"Contact!" Aloy shouted as the swarm caught up unexpectedly. Maybe the horde below threw off her scanners, it didn't matter now. She felt herself being grabbed by
Liorra
but it was too late. A dozen hands clawed at her and she was pulled by her prosthetic arm, swept into the rotting tide bucking and kicking like an animal.
She quickly lost sight of her comrade, for better or for worse. She wouldn't dare ask the girl to come back for her now, better that one survive than to die saving one who was already lost. If Aloy Vizsla of the Black Fleet were to survive today it must be by her own will and not the sacrifice of another, that was an uncomfortable truth she had come to accept in the Shadow Crusade's aftermath. You can't save them all, you'll only condemn more to die trying.
But that didn't mean she would accept death.
It took all the strength she had even with her cybernetics, but she pulled as did her assailants, playing tug of war with quite lethal stakes as they chewed on her metal forearm and fingers which turned mechanically numb as all sensory lines to the prosthetic shut down in a near instant. With her other arm, she swung a long
Vizsla Kal that seemed more like a shortsword with which she cut down anything that dared approach her from that side, it's plasmatic blade coming alight in a shower of fiery sparks that lit her way with an ominous glow akin to a sith lightsaber.
The undead were cut to ribbons for what felt like an hour, but could have been mere minutes for all she knew. The bodies had been pilling up on one side, occasionally she had to
drag herself and the enemy away so that she had room to swing, to keeping them at an arms distance. She found herself thankful that the cave wall protected her back, else she easily would have died a few times over. Still, her blessings were few, and each breath seemed more labored than the last as an enemy uncountable and untiring slowly wore her out.
Her cuts and jabs too were slow now, until at last she was not quick enough.
One of the abominations closed he gap, getting a grip on her other arm and biting deep into her arm where the gauntlet meets the elbow. She howled in pain, nearly dropping the blade in but a moment's hesitation. Even so she held on in the end despite being unable to plunge it into the foe from this angle. Instead, she regathered her senses and kicked the thing's leg out from underneath it with her own prosthetic foot, causing the creature to fall on one knee with a sickening snap, just low enough to plunge her blade into it's skull now that her arm was free.

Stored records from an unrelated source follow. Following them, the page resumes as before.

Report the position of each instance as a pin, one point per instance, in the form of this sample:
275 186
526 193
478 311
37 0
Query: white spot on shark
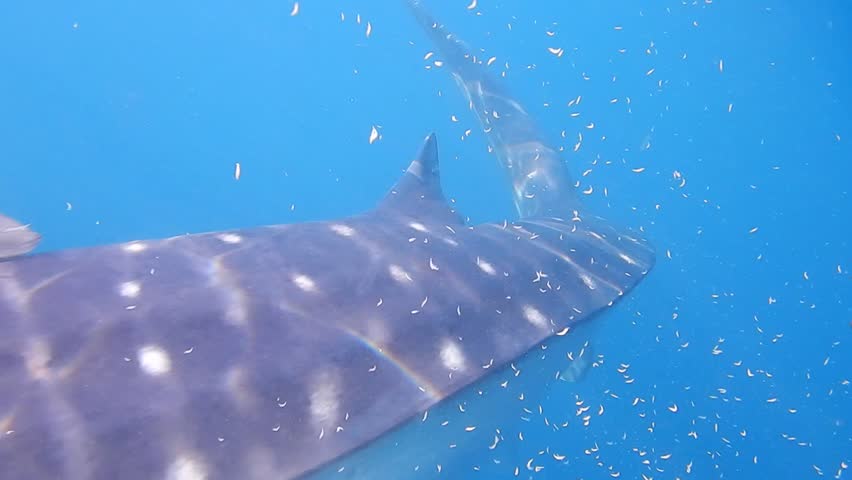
134 247
452 356
342 230
231 238
627 258
325 400
153 360
185 467
485 266
588 281
398 274
304 282
418 226
129 289
534 316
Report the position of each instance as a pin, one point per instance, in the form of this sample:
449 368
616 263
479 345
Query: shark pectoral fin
16 238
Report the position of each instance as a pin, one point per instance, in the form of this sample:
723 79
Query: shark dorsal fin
15 238
418 194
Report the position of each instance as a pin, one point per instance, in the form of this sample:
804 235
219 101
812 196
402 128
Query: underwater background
720 128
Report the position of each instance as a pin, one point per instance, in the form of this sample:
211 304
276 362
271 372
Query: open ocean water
722 128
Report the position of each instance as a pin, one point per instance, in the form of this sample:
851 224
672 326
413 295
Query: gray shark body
270 352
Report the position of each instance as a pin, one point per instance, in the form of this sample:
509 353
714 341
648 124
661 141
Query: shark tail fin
541 184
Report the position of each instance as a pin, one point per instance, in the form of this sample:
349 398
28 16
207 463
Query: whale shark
302 350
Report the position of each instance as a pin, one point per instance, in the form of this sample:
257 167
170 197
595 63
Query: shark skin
294 350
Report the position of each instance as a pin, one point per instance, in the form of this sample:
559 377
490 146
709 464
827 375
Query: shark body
270 352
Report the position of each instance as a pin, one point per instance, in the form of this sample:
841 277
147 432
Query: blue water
124 120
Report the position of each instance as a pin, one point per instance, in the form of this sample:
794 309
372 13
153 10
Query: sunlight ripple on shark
272 351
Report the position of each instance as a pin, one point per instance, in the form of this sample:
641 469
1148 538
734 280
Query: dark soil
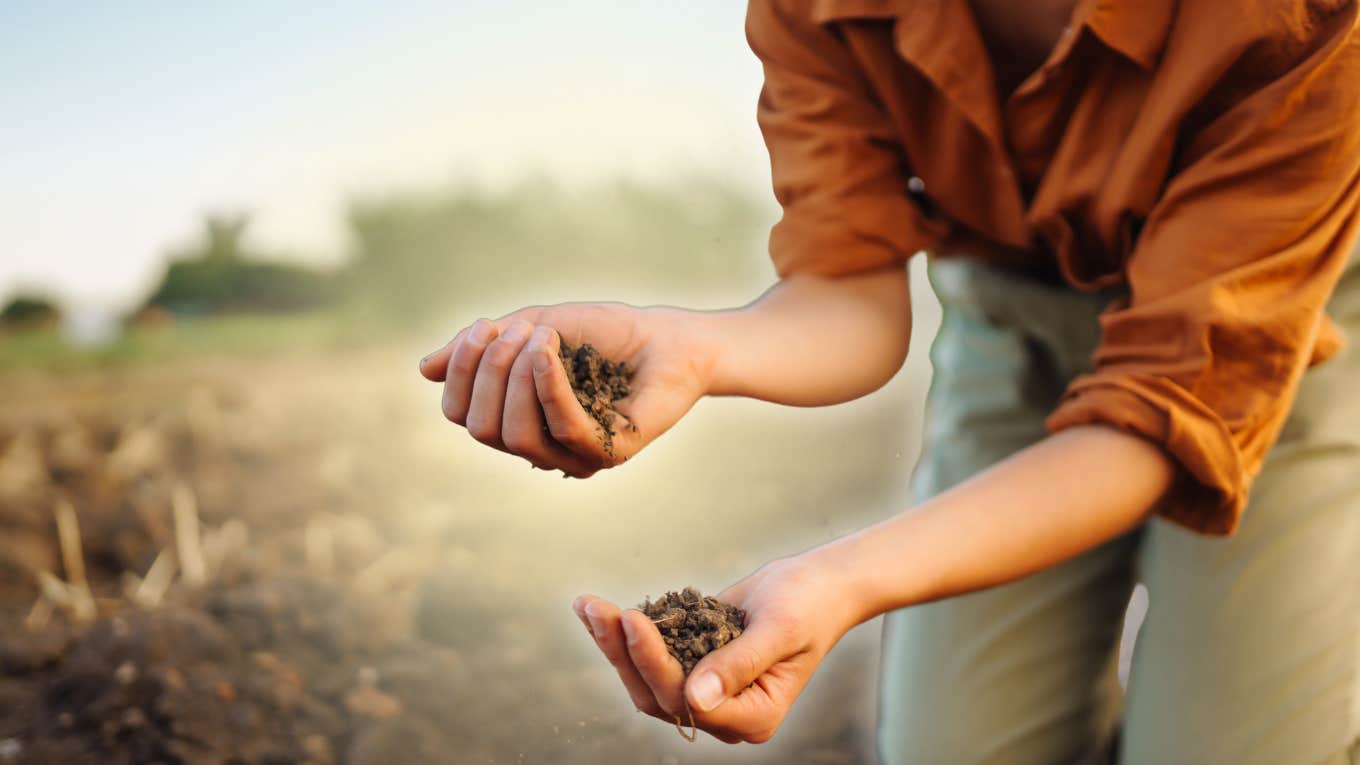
599 383
694 625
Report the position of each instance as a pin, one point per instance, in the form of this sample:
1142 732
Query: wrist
702 340
839 568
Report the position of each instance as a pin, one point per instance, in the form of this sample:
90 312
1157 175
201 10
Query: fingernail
517 332
707 690
541 362
596 621
482 332
629 633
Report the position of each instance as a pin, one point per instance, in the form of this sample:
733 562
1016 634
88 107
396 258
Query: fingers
461 365
434 366
567 421
601 618
522 428
725 675
486 403
654 664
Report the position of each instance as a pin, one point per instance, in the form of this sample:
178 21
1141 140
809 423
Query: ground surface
369 586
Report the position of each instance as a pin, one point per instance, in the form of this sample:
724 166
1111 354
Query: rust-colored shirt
1204 154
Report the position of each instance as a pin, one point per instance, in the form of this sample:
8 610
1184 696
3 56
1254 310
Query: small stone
371 703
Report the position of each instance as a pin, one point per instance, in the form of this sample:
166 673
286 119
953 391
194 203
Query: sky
123 124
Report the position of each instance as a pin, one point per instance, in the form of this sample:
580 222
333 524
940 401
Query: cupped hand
796 611
503 381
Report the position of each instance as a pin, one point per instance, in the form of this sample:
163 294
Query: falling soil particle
599 383
694 625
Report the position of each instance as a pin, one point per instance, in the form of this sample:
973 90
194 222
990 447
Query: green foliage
222 275
29 311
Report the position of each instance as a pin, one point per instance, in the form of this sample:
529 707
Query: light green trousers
1250 652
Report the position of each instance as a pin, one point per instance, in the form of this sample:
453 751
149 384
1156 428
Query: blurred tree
221 275
30 312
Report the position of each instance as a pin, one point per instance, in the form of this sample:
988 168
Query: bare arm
1046 504
809 340
812 340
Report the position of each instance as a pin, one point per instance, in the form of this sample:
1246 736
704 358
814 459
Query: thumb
732 669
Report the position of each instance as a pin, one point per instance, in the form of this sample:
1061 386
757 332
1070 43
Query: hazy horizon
138 121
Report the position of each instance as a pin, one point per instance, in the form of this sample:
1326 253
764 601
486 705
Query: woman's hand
796 610
503 381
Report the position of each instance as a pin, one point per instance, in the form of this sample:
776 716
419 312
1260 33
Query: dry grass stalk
153 587
187 536
222 543
38 615
72 560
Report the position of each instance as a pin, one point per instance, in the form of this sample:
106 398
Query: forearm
1046 504
811 340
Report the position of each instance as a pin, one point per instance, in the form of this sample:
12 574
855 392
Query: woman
1139 218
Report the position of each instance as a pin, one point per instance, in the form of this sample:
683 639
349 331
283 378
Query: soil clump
694 625
597 383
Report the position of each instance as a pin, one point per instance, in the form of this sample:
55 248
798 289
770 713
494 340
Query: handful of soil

And with her grappler dispatched, she could see the edge was now near, and great chasm below. There was a moment of hesitation as she looked at the horde still pulling at her from one side, then the abyss on the other.
And finally, at her bleeding arm.
Her jetpack set few of the undead alight as she shot up a few feet off the ground, still weighed down by a few who clung to her metallic arm with an unrelenting grasp, or at least until she cut the remaining hands from their limbs now that her blade was free. The shedding of this weight propelled her high into the air and above the chasm where she was free to hover for at least a few minutes.
Long enough to think.
She made a promise to
Tan'yill Vizsla
that she would come back, some how, some way. That was one oath not even the Manda could make her break. Blackwing however, was now testing her oath, bleeding her life away and feeding the undead far below who crowded where the drops fell. Aloy's breath staggered as the reality of her situation caught up with her mind, and an uneasy choice was made.
In their many years as enemies,
Apollyon The Betrayer
and her so called "Wolves" had taught her one thing:
The wolf must do
anything to live free. Even chew off it's own leg to escape traps laid by it's enemy.
Her good hand shook while transferring the blade to her prosthetic grip, holding it high above and her wounded arm out in front of herself. And with a scream of rage and pain that caused her helm's annunciator to break, she severed her own arm to prevent infection, cauterizing it and casting both flesh and beskar into the depths below.
That was the last thing she remembered of Yavin IV. Not the cave opening up overhead, not her flight out or the familiar faces that picked her up afterward, not even the sight of that strange portal nor the hellspawn that came from it. Not even the moment she feinted of exhaustion shortly after touching the ground later.
But this moment, this one she would remember for all time.